From June 2011 to February 2013, Snapchat also claimed that, “We do not ask for, track, or access any location specific information from your device at any time while you are using the Snapchat application.” However, the FTC noted that the company had collected Wi-Fi and network-based location information and supplied it to its analytics tracking service provider.

On top of it all, the promised sense of security proved to be a little less secure. Between June 2011 and the present, Snapchat claimed to take “reasonable measures” to protect user information, though the specific language in the privacy policy changed multiple times. According to the FTC, Snapchat did not take very good measures to secure the platform, as it was possible for some time for users to make accounts using false phone numbers, and such a practice was employed by hackers to gather 4.6 million users names and phone numbers.

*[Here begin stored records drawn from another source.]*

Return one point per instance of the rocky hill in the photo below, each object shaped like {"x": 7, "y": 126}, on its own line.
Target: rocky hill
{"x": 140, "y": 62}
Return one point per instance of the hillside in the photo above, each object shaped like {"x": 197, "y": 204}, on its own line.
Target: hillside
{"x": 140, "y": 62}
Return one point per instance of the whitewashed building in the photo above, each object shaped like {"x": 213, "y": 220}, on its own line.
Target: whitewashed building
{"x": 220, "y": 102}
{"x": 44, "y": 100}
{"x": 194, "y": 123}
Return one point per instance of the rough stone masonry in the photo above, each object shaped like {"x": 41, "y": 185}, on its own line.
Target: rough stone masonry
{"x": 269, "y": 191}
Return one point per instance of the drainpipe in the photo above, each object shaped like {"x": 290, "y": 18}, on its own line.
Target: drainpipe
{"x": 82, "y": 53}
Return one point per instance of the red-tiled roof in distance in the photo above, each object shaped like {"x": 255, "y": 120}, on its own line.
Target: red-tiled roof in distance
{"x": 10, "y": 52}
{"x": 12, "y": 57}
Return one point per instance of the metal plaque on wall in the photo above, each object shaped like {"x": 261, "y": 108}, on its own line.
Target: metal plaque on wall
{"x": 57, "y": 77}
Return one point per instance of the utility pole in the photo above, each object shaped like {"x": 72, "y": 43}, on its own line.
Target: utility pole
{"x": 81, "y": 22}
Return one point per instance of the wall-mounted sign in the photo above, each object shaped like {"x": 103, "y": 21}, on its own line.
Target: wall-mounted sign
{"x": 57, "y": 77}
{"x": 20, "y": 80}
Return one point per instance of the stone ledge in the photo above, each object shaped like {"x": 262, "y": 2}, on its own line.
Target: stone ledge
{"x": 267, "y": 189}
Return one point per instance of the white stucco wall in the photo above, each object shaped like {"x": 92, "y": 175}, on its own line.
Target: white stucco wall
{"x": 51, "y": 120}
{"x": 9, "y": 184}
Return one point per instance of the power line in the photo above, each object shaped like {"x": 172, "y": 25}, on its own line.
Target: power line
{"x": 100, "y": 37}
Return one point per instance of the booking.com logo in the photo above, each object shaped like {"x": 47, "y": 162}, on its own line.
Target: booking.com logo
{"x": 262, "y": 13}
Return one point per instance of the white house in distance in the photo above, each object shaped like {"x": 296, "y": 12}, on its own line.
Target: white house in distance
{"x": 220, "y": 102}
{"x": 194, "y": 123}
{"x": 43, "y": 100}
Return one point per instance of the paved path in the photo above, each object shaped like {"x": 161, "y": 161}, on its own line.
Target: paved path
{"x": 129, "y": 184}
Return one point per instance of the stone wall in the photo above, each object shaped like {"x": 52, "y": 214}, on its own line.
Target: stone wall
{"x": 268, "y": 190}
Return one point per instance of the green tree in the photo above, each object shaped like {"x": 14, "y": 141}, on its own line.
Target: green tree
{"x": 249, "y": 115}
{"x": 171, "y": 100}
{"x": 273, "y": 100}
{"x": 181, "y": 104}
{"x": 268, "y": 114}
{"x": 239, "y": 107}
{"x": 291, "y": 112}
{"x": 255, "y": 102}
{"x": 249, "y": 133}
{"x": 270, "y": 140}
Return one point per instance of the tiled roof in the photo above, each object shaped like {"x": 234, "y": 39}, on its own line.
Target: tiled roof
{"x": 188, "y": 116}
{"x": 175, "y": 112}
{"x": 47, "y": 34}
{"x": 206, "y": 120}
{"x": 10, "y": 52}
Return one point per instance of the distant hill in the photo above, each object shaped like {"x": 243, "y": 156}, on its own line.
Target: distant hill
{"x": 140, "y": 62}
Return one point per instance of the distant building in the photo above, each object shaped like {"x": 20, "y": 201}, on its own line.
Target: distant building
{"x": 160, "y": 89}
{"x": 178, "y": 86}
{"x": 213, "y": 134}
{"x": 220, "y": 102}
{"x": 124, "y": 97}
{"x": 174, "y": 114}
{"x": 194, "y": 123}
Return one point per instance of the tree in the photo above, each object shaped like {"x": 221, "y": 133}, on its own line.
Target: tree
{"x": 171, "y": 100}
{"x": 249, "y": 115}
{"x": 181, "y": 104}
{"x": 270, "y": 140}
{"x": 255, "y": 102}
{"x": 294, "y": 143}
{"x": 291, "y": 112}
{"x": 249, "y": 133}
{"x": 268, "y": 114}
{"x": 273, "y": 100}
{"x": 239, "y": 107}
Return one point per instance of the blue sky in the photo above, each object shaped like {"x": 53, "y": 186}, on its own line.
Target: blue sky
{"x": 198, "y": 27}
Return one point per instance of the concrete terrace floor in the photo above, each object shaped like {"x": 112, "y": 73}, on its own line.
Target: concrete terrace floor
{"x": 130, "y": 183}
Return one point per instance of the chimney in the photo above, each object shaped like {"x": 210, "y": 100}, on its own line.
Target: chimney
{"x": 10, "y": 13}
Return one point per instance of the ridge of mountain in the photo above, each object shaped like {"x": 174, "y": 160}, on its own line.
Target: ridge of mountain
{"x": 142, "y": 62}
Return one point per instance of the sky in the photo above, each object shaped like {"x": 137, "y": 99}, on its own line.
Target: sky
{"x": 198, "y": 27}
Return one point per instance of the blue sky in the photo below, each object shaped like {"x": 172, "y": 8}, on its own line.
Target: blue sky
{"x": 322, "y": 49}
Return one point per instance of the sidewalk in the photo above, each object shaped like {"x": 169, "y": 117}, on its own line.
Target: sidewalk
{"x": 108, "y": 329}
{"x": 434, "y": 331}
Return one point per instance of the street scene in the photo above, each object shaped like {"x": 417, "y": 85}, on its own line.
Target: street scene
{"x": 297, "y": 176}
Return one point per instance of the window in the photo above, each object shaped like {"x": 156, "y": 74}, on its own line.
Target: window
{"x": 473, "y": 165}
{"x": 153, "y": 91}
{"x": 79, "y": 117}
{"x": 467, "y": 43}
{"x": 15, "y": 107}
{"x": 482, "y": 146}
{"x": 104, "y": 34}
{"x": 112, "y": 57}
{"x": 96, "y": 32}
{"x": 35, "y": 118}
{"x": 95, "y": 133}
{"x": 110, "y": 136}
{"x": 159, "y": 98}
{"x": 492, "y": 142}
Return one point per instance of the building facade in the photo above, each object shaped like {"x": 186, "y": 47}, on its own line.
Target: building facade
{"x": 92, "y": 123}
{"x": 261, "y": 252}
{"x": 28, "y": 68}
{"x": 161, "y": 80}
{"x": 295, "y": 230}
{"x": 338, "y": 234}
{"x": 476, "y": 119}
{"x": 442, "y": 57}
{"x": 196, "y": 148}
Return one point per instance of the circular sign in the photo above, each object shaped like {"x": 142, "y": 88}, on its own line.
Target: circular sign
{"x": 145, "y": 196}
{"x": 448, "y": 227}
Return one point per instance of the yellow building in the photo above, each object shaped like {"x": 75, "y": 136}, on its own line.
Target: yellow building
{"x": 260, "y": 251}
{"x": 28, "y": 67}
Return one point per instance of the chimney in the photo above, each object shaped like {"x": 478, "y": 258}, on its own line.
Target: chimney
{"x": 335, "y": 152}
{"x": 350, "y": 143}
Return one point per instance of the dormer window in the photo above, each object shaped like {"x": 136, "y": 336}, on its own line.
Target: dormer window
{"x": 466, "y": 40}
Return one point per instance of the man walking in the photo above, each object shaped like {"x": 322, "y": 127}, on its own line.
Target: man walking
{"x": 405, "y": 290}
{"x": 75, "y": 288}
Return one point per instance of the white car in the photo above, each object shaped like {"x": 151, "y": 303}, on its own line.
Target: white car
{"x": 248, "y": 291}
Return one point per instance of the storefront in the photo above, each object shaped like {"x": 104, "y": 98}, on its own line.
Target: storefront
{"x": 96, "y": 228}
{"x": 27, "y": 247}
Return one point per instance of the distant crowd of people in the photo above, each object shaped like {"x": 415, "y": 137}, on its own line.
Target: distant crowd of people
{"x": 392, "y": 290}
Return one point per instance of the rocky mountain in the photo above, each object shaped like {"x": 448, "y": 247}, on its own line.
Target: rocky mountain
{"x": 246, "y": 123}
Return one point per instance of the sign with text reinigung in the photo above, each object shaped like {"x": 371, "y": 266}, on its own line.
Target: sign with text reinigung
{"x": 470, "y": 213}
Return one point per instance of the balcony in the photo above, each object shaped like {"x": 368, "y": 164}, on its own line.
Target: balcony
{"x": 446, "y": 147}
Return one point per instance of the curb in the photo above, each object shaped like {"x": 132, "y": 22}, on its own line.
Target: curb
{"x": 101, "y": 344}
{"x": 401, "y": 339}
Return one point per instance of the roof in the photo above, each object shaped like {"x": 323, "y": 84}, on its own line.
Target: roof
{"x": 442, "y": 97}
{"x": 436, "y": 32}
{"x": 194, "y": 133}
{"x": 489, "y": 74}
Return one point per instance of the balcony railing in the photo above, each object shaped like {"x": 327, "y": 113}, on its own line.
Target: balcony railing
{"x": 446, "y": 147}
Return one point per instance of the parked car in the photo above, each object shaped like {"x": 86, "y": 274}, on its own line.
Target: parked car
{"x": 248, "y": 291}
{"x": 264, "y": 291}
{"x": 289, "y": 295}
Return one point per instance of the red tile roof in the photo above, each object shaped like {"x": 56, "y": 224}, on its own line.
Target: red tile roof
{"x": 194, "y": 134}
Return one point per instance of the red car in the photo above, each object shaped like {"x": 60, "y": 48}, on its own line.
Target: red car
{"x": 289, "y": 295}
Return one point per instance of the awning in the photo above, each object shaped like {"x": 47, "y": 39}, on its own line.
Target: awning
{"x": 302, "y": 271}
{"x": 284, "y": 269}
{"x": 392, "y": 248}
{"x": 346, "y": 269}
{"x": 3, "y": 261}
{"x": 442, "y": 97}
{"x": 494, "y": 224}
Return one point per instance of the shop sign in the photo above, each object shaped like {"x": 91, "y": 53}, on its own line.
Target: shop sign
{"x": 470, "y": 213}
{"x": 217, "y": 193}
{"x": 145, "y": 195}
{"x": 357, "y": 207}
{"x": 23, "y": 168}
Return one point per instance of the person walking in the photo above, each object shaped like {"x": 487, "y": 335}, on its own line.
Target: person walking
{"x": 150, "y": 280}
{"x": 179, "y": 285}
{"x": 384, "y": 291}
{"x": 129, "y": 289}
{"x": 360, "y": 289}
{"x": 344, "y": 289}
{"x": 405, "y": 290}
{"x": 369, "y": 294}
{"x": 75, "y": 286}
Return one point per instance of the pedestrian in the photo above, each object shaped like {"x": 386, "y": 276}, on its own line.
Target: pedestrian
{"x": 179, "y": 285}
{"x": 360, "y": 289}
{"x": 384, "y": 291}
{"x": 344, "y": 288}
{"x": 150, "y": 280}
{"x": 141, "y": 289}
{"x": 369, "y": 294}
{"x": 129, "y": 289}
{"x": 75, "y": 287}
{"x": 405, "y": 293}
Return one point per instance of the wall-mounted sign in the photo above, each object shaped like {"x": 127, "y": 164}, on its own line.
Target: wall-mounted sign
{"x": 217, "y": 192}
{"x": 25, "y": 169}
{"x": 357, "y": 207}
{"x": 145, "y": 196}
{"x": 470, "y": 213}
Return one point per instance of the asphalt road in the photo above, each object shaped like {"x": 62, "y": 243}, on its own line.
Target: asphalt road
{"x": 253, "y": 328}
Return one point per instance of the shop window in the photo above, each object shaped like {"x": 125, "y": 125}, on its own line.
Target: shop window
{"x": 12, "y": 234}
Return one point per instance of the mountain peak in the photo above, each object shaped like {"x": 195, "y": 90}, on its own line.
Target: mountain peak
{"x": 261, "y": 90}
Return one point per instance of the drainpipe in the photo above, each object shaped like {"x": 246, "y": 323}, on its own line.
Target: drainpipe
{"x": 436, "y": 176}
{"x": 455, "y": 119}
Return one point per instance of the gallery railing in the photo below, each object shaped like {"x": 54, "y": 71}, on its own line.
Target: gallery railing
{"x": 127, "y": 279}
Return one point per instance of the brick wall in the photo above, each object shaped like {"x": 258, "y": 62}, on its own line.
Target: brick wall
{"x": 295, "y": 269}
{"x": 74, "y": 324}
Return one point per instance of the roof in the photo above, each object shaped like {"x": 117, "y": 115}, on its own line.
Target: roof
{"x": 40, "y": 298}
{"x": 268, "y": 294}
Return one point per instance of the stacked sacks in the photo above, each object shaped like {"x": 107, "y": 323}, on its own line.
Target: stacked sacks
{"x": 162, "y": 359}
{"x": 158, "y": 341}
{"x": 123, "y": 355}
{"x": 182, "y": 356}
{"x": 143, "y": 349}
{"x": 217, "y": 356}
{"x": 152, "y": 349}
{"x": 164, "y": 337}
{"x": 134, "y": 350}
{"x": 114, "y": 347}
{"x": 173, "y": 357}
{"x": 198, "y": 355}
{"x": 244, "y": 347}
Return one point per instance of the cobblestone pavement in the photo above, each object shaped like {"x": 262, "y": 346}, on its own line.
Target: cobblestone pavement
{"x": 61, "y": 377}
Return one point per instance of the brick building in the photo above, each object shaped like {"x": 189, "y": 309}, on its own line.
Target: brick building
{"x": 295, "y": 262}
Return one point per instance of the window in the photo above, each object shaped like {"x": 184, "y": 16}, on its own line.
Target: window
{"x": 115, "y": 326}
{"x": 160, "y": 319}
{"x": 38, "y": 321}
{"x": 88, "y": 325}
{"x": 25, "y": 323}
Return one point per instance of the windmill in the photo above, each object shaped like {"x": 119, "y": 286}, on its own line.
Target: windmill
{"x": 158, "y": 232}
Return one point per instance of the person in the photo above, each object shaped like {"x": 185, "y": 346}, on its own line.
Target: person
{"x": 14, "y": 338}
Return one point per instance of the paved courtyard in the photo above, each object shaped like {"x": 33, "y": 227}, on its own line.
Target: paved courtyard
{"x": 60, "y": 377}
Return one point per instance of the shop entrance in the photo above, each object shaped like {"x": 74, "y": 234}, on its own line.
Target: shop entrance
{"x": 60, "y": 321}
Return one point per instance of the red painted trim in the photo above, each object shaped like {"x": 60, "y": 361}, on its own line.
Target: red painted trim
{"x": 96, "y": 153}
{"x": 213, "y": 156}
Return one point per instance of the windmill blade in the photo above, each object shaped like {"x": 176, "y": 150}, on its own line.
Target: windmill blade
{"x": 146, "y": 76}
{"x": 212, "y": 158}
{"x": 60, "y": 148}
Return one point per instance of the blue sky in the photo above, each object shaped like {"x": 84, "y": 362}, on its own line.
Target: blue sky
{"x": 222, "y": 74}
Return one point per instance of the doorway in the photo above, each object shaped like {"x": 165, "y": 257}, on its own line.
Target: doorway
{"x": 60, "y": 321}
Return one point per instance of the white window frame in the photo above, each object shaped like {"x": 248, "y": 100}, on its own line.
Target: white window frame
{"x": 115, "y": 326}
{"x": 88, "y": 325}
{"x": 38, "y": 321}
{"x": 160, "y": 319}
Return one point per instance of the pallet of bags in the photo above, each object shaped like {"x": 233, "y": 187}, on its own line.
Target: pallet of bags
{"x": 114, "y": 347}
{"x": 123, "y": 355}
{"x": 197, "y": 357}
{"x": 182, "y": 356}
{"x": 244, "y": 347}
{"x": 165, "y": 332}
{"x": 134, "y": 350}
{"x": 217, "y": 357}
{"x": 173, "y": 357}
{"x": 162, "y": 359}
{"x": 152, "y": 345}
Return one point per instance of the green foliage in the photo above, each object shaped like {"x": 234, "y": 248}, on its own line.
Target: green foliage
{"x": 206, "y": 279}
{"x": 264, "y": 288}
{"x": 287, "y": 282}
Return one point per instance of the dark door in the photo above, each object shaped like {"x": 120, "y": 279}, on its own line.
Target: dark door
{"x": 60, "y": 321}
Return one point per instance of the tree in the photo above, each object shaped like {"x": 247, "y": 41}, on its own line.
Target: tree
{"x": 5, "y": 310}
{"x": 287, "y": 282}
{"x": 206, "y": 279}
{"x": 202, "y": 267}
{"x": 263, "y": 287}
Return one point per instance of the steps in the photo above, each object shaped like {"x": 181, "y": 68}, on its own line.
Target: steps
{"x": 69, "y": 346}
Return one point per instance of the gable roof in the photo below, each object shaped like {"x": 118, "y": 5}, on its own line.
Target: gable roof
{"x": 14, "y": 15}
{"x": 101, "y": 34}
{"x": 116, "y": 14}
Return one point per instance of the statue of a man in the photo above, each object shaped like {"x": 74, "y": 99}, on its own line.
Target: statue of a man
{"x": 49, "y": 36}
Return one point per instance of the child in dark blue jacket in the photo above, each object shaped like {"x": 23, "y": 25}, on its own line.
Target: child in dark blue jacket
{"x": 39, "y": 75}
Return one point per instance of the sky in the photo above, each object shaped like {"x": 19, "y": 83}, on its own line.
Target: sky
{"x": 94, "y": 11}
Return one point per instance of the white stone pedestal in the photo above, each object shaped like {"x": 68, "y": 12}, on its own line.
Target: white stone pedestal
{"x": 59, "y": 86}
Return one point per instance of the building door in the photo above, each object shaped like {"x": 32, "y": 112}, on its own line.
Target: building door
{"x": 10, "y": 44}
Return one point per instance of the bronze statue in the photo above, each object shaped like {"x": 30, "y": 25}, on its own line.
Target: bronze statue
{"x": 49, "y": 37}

Though Snapchat isn’t particularly in trouble yet, as it can correct these problems before it faces penalties, it may be hurt by a damage to the trust of users. In its blog, Snaptchat said that, “Even before today’s consent decree was announced, we had resolved most of those concerns over the past year by improving the wording of our privacy policy, app description, and in-app just-in-time notifications. And we continue to invest heavily in security and countermeasures to prevent abuse.” Future breaches of trust can be expected to be significantly reduced as a result of this FTC action, and other companies acting similarly may hold back, knowing that they could be next under scrutiny.